1

I am struggling in the preprocessing of some analyses. I have a dataframe with around 100 observations and quite a few possible predictors (categorial and numerical data, about 20 in total). I am quite aware of the restricted number of cases and the inherent problems, still I would like to come up with some predictions and yet a parimonious model. I chose glmStepAIC method from the caret package using a code similar to this

train_control <- trainControl(method = "repeatedcv", 
                              number = 10, 
                              savePredictions = "final", 
                              classProbs = TRUE, 
                              repeats=5)

mdl_step <- train(dataframe %>% select(-dv), dataframe$dv, method = 'glmStepAIC', preProcess = c("center", "scale"), tuneLength = 10, family = binomial, trControl = train_control, metric = "Accuracy")
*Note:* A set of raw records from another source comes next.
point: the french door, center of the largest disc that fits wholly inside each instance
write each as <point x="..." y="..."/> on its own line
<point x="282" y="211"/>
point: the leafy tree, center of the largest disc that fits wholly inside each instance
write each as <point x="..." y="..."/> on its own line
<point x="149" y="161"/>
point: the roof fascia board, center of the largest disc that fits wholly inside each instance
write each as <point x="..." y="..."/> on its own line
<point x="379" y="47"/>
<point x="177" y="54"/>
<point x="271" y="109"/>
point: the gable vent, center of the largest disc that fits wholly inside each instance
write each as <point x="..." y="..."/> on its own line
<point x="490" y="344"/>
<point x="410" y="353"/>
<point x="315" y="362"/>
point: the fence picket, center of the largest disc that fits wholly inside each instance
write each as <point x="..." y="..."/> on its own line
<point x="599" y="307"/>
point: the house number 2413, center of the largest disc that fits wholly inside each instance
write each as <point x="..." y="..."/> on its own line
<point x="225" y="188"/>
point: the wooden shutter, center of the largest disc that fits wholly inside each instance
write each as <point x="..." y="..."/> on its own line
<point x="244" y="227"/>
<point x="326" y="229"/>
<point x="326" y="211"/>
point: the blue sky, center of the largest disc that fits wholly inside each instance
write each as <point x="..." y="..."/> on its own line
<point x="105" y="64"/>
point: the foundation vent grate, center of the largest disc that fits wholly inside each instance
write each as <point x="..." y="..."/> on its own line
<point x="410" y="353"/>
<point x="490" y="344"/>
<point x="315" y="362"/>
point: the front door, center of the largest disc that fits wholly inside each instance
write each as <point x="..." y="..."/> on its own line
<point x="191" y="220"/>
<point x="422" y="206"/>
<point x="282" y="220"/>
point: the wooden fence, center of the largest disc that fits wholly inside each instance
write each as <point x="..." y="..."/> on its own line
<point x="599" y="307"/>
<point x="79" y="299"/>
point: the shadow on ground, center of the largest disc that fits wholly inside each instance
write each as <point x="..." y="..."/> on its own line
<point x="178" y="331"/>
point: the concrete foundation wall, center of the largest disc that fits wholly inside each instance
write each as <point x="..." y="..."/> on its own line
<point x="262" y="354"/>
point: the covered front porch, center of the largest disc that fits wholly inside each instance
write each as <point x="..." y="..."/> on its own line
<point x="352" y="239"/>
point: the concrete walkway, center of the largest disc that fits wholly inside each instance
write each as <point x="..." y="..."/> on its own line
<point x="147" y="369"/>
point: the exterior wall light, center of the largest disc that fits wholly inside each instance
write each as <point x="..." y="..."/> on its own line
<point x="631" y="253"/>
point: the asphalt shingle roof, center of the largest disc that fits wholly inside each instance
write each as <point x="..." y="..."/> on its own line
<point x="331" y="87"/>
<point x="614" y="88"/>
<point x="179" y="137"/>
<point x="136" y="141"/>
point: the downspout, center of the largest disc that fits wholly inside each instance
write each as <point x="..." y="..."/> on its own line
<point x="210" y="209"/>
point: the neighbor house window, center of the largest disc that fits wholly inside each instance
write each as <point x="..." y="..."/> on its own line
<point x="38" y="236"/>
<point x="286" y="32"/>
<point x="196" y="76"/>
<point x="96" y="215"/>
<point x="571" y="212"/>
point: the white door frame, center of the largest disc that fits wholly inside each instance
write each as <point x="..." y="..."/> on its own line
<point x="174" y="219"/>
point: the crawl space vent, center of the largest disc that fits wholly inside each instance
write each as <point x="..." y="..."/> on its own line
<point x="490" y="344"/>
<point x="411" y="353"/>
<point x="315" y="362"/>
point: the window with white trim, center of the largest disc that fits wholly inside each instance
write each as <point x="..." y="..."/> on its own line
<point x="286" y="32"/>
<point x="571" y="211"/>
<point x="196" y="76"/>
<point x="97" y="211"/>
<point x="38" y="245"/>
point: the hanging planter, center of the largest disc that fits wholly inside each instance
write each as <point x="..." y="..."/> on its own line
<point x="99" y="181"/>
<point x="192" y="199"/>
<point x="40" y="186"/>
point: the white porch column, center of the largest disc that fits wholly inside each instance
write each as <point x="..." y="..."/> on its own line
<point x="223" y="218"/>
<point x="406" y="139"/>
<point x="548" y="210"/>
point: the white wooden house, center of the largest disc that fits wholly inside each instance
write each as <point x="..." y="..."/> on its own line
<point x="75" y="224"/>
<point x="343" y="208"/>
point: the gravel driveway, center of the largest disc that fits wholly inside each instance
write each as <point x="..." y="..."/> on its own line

The results are credible and the models make sense, but I am aware that the estimates are too optimistic [1], so I have been trying to find out about possible ways to validate our results. I have come across the possibility of pre-processing the data with lasso or ridge regression, but I can't find any examples and don't know how to set this up. Is there anyone who can give me some advice?

2 Answers2

3

Both your use of an automated stepwise regression and of accuracy as your metric are highly troublesome, as the corresponding linked pages explain in detail. Those approaches are likely to overfit, as you recognize for stepwise selection, and won't work well on new data samples. You certainly cannot use this approach for inference (p-values, confidence intervals), as your final model doesn't take into account that you used the outcomes to choose the model.

No form of "pre-processing" will help if you then simply use it as a prelude to stepwise predictor selection or some other automated modeling process that uses the outcomes to build the model. You end up with the same problems.

You have two types of choices if you want a validated model.

First, and probably most useful, is to use a penalized model based on LASSO or ridge regression directly--not as a prelude to stepwise selection. The penalization of regression coefficients in those methods brings the final model's "optimism" down to reasonable levels.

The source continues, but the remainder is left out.